Some nice jazz occasionally swells up in the background, but I can’t really enjoy over the sound of the clicking. It would be presumptuous of me to suggest that my clicking, rhythmic and routine as it is, provides a complementary improvisation to such wonderful brass. Still, I choose to hear a certain freeform chaos between the clacks of plastic on plastic, scores of minor entropic armageddons, in the knowledge that any act of time wasting is also a very minor act of self destruction.

I’m sorry. I’ve just been clicking for so long.

I start timing the clicks.
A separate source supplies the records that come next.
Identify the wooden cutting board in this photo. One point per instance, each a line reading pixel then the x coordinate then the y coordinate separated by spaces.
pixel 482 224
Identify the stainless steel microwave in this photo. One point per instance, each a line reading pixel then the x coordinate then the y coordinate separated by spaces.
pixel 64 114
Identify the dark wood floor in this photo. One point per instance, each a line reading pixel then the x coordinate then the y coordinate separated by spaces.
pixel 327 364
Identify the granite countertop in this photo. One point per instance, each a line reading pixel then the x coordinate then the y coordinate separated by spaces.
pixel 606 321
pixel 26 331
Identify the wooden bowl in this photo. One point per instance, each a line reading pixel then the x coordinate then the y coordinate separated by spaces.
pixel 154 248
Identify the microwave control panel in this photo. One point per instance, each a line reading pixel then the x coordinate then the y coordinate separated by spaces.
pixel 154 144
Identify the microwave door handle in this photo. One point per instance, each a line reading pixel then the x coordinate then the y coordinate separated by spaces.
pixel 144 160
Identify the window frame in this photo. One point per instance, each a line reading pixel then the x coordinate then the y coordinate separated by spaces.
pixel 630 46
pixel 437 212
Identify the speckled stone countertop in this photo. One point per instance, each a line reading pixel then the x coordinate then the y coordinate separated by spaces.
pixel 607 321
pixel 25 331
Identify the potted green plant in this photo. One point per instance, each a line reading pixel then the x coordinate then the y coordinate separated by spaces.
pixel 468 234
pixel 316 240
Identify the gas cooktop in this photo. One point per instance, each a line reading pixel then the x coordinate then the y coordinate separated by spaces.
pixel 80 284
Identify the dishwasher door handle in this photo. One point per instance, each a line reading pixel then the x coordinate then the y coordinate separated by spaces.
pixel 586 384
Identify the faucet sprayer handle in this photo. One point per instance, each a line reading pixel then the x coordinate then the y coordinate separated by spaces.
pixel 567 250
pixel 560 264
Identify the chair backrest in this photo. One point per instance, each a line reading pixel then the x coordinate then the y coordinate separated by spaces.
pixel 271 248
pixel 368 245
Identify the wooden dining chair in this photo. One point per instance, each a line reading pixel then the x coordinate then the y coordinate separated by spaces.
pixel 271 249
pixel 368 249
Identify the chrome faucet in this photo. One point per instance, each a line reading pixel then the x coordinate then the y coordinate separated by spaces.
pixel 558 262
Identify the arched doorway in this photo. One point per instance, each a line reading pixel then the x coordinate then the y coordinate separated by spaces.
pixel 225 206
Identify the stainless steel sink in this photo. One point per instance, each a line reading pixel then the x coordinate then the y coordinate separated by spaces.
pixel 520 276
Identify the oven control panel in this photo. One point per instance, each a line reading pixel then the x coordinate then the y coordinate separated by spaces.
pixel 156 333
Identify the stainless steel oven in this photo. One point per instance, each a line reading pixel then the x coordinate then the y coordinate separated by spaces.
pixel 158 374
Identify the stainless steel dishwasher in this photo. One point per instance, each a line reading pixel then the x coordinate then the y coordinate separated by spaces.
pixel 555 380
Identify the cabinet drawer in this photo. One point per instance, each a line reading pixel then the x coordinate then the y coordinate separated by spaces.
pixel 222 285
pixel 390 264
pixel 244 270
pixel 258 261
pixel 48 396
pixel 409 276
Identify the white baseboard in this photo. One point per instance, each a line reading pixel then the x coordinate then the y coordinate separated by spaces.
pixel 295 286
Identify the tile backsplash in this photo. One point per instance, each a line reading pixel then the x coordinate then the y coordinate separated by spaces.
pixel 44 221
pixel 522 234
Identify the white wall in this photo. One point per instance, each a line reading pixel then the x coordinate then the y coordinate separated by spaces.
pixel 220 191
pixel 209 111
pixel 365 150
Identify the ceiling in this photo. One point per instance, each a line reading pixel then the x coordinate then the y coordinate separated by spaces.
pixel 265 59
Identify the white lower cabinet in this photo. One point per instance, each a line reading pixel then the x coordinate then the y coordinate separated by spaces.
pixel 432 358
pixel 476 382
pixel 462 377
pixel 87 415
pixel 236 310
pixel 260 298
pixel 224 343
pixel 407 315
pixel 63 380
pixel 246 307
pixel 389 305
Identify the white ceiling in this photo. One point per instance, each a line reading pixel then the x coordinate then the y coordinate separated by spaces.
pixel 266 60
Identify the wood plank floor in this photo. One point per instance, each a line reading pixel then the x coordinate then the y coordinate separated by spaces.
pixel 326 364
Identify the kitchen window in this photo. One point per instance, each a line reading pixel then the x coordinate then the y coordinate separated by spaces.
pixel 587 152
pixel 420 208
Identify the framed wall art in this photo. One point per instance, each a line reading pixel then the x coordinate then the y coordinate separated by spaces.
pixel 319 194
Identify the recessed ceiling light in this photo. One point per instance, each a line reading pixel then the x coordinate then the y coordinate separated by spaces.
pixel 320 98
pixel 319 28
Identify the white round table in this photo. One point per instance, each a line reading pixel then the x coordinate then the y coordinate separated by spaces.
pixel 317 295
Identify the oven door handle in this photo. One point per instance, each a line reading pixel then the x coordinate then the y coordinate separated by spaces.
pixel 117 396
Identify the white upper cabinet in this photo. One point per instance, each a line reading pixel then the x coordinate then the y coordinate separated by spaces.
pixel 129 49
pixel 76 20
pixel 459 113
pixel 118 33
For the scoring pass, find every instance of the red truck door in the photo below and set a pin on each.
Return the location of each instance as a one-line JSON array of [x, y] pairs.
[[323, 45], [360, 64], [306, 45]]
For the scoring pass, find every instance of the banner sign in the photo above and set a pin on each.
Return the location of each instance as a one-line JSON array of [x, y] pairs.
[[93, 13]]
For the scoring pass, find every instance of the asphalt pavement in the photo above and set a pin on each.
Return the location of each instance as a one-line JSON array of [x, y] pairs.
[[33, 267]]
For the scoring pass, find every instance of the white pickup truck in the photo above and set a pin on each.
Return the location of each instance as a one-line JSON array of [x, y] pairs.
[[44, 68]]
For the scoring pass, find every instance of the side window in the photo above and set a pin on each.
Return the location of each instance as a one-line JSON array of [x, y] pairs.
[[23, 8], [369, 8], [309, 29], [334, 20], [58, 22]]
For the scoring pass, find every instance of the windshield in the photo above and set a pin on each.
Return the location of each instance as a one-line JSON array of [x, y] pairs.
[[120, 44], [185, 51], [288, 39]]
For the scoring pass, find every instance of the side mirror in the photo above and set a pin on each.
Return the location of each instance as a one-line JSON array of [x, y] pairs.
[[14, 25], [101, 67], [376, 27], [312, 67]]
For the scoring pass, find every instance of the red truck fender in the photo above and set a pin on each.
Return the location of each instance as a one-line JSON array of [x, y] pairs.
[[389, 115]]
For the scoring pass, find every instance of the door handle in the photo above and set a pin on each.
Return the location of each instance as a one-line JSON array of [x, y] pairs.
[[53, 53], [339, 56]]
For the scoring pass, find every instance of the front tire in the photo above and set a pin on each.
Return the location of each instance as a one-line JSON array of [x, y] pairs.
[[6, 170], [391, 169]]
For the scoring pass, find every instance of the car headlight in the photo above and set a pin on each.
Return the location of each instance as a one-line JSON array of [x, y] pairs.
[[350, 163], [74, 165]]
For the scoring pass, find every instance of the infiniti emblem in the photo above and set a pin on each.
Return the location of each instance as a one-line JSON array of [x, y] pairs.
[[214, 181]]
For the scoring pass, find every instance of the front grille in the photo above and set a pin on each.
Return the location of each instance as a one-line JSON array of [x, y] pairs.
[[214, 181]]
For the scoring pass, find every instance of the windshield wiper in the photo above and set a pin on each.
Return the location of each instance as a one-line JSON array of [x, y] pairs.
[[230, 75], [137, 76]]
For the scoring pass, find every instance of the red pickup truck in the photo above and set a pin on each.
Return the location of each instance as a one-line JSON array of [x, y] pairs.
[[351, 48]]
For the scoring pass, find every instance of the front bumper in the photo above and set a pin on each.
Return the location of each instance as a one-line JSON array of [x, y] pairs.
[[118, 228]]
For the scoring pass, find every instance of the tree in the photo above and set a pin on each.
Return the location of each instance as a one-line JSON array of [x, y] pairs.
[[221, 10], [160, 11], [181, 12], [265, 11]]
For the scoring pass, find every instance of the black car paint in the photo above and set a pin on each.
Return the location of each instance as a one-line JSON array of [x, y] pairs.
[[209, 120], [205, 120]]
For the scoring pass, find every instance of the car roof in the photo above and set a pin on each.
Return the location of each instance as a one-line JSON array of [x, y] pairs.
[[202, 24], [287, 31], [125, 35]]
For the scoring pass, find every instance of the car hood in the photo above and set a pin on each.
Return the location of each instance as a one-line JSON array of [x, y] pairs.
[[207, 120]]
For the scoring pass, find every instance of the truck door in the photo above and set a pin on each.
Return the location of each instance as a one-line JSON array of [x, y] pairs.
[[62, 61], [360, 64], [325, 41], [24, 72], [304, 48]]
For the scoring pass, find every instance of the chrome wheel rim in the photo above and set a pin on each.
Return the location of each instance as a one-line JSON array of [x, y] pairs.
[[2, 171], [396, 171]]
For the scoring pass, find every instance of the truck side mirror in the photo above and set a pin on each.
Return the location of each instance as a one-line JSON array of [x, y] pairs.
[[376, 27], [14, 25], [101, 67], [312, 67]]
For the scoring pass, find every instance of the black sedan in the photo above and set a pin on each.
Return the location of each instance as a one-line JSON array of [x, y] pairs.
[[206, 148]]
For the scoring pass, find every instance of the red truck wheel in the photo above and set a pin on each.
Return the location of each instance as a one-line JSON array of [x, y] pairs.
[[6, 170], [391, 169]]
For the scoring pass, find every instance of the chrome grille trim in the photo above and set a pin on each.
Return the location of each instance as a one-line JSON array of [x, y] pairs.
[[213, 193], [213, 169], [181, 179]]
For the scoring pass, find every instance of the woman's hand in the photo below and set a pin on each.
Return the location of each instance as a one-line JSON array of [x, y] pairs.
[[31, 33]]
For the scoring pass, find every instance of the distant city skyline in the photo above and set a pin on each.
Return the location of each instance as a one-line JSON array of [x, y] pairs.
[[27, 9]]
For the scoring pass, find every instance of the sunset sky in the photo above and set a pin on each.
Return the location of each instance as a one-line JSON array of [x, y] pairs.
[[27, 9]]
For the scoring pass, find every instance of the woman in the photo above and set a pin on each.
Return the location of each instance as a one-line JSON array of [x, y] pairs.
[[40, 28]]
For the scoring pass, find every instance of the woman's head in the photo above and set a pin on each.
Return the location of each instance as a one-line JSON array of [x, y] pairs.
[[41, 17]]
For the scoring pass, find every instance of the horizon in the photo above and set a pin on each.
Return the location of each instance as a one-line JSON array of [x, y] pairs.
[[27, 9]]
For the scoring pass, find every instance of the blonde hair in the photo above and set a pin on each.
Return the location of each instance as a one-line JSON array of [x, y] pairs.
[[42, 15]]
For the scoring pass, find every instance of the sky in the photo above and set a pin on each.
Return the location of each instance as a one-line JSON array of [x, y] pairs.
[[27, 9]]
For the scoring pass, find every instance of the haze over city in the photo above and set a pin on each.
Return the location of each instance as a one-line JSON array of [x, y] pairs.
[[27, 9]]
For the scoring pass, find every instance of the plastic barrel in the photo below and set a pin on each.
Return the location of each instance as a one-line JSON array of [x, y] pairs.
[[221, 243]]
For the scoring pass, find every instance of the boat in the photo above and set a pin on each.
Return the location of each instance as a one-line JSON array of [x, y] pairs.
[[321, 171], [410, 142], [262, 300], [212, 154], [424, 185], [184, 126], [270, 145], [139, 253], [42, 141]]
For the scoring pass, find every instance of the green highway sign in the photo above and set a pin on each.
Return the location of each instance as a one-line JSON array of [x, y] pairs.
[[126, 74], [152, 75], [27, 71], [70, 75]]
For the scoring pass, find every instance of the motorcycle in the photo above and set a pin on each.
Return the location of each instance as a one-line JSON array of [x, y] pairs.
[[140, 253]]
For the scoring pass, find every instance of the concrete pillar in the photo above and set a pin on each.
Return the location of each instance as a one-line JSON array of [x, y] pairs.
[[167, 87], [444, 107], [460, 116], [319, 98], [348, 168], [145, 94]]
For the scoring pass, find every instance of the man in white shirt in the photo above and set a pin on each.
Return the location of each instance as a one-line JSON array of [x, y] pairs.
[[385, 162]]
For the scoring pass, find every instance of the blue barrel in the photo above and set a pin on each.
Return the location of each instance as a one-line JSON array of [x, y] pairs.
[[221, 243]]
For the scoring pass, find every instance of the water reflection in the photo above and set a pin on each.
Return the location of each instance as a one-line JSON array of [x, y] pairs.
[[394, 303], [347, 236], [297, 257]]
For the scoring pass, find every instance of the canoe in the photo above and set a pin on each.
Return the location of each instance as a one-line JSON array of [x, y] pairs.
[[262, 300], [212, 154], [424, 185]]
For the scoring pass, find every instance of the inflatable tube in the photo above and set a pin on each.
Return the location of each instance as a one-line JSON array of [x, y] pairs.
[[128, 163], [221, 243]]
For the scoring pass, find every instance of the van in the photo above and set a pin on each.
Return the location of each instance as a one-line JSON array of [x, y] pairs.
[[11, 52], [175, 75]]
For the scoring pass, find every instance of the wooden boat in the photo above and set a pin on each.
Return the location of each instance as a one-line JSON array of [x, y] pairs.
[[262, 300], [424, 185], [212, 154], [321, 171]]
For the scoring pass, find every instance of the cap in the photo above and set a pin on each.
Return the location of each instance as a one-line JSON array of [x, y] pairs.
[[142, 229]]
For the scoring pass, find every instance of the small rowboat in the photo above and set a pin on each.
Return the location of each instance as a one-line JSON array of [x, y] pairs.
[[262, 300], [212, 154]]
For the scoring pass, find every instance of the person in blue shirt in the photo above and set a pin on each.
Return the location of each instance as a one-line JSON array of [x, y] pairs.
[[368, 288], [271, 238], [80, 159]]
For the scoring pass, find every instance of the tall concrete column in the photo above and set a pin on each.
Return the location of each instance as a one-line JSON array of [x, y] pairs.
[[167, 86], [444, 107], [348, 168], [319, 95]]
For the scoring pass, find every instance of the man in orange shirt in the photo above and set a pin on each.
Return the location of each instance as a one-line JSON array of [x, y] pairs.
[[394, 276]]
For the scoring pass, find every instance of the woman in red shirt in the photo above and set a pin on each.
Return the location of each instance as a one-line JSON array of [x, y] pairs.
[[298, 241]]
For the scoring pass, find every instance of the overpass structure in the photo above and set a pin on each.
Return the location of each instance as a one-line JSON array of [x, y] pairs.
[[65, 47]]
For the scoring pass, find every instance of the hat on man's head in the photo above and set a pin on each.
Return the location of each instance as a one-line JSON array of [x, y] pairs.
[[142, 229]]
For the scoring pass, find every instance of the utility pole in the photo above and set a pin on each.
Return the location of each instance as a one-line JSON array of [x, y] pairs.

With the spacebar held down, it’s about ten every two generous seconds. That’s three hundred click per minute. That’s…uh. It’s a long time. It’s a long, long time to be clicking a clicker. I’m not going to stop of, course. I’m in too deep at this point.

The real gag at the heart of Clickolding, despite the pun name and the hints you’re indulging in your captor-client's kink, is that you're the mark here. It's a guiltily gratifying act of self-imposed BDSM, one humiliating click after the other. Then again, so is Diablo 4, and at least this has the decency to not threaten you with another season. You can grab Clickolding on Steam for £2.24/€2.69/$2.69. I’d give it a resounding thumbs up, but my hands need a rest.

Clickolding is by Strange Scaffold, whose Creative Director Xalavier Nelson Jr. has written many words for RPS.